# exploring `bs4`

## what is `bs4?`

bs4 is short for `BeautifulSoup4`, a python package for parsing HTML data. bs4's power comes from using python syntax to access and manipulate HTML elements. This means that it uses the python language and its syntax to get information from pages written in the web's main computer lanugage, HTML.

I explain what the code below does in "comments" contained within each cell. Comments in Python are written on lines that begin with a hashtag `#`. They are like annotations for the code. The `#` which starts the comment line indicates to the computer that it should ignore that line (in other words, that the line is meant for human readers).

## how to scrape a website with 6 lines of code

In [1]:
# import the following libraries for our web scraping project

import requests # to make https requests
from bs4 import BeautifulSoup # our web scraping library
import lxml # a parser for working with html data

In [2]:
# save the data from the website as a "soup" object

site = requests.get('https://www.nytimes.com/section/nyregion') # gets the URL
html_code = site.content # saves the HTML code
soup = BeautifulSoup(html_code, 'lxml') # creates a soup object

*NOTE:*
If you get an error with importing one of the above libraries, make sure you have them installed. On Jupyter, that means running the following in your Command Line program (like Terminal or Gitbash):
```console
pip install requests
pip install bs4
pip install lxml
```
On colab, run the same code, but put an exclamation before `pip`, like: 
```console
!pip install requests
!pip install bs4
!pip install lxml
```

## the `soup` object

This word "object" in Python is something you'll hear often. It means a collection of data and functions that can work on that data. You can think of it as a way of representing real world objects (like this web page) that is organized and accessible, so you can search and manipulate that information with Python.

Let's take an initial look into what this beautiful soup object allows us to do. It takes the HTML source, the specific HTML elements or "tags," and makes it possible for us to access those tags using python syntax -- specifically, the dot syntax.

In [3]:
soup.title

<title data-rh="true">New York - The New York Times</title>

In [4]:
soup.h1

<h1 class="css-14dhlt9 e16wpn5v0" data-component-name="collection-header">New York</h1>

In [5]:
soup.a

<a class="css-kgn7zc" href="#site-content">Skip to content</a>

## getting text

Let's go a little deeper than the element. We can access the text within each tag, getting rid of tags like `<p>` or `<h3>`, by using the `text` property.

In [6]:
# append the text property after the title property

soup.title.text

'New York - The New York Times'

What is the element to get a headline? Use the inspector to find it.

In [7]:
# saving the text from the level 3 header element to "bill_title"

headline = soup.h3.text

In [8]:
headline

'Her Pension Checks Vanished. The Doorman Stole Them, Prosecutors Say.'

In [9]:
soup.p

<p>Advertisement</p>

## getting attributes
In addition to text, we can also get the HTML attributes. [HTML attributes](https://www.w3schools.com/html/html_attributes.asp) contain additional inforamation about HTML tag. A popular attribute is `href`, which stands for hyperlink reference, and it contains the link's URL address. To access the attributes like `href`, we use the syntax: `tag['attr']`.

In [10]:
# note that this prints the value of each attribute (like the name of the class), not
# the actual text contained within the larger element.
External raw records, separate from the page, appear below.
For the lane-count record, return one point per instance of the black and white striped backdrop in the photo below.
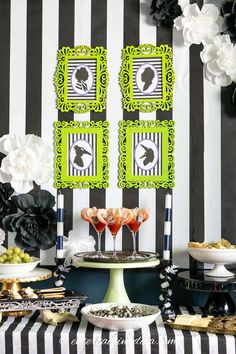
(32, 31)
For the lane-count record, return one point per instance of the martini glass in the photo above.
(91, 215)
(139, 216)
(117, 217)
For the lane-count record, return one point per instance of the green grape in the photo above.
(9, 251)
(17, 250)
(4, 257)
(21, 254)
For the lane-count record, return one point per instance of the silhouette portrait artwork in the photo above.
(80, 152)
(147, 77)
(148, 155)
(82, 76)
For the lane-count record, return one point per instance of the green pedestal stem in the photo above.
(116, 291)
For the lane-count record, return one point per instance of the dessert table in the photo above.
(29, 335)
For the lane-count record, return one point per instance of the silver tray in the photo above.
(71, 299)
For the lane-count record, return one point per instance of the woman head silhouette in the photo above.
(82, 76)
(147, 77)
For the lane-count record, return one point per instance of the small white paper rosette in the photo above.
(219, 58)
(27, 159)
(199, 26)
(76, 243)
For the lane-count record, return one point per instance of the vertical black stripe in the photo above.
(34, 67)
(66, 39)
(196, 146)
(131, 37)
(34, 73)
(164, 36)
(25, 332)
(4, 71)
(154, 338)
(9, 335)
(98, 38)
(4, 65)
(204, 337)
(121, 342)
(228, 164)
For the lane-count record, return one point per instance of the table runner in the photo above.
(28, 335)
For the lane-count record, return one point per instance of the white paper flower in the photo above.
(199, 26)
(219, 58)
(76, 243)
(2, 238)
(27, 159)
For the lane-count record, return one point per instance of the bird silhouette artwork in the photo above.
(148, 155)
(80, 151)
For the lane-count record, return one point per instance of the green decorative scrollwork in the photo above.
(146, 102)
(66, 135)
(76, 102)
(152, 131)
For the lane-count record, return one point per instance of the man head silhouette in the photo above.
(147, 77)
(82, 76)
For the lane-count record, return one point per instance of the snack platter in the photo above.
(66, 299)
(210, 328)
(122, 257)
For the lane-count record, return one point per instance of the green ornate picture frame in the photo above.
(81, 79)
(146, 154)
(147, 78)
(81, 154)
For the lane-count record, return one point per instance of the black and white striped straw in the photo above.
(167, 228)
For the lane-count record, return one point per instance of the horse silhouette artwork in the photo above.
(147, 77)
(82, 76)
(148, 155)
(80, 151)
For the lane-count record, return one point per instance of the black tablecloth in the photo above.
(29, 335)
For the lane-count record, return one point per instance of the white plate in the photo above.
(216, 256)
(121, 324)
(19, 268)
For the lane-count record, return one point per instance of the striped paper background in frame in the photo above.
(31, 33)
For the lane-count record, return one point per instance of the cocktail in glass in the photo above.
(139, 216)
(91, 215)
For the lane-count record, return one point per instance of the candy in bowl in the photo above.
(15, 261)
(218, 257)
(120, 317)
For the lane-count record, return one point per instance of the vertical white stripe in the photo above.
(50, 13)
(129, 341)
(82, 32)
(18, 67)
(48, 336)
(3, 329)
(114, 106)
(147, 197)
(113, 340)
(230, 344)
(80, 338)
(180, 229)
(146, 339)
(65, 340)
(212, 160)
(97, 340)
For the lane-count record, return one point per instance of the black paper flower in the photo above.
(35, 221)
(7, 206)
(165, 11)
(228, 10)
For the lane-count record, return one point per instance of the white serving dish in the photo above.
(19, 268)
(121, 324)
(218, 257)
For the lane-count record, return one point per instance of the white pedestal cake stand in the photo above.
(116, 291)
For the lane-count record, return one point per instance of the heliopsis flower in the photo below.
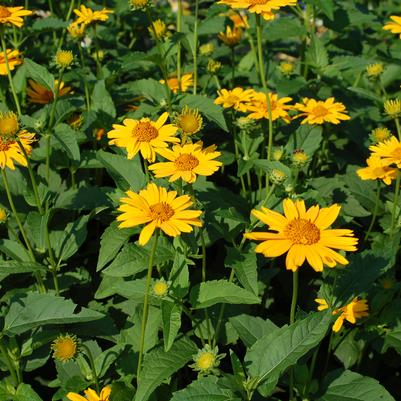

For that, use the `text` property
# on the element by itself.

soup.h3['class']

['css-1ykb5sd', 'e1hr934v2']

In [11]:
link_location = soup.a['href']

In [12]:
link_location

'#site-content'

## more granular searching with `find()`
What if you wanted to find an element by a class's value? You would use the `find()` method. This is useful when there are a lot of objects with the same element, and you want more specificity. 

In [13]:
soup.find('div', class_='css-14ee9cx')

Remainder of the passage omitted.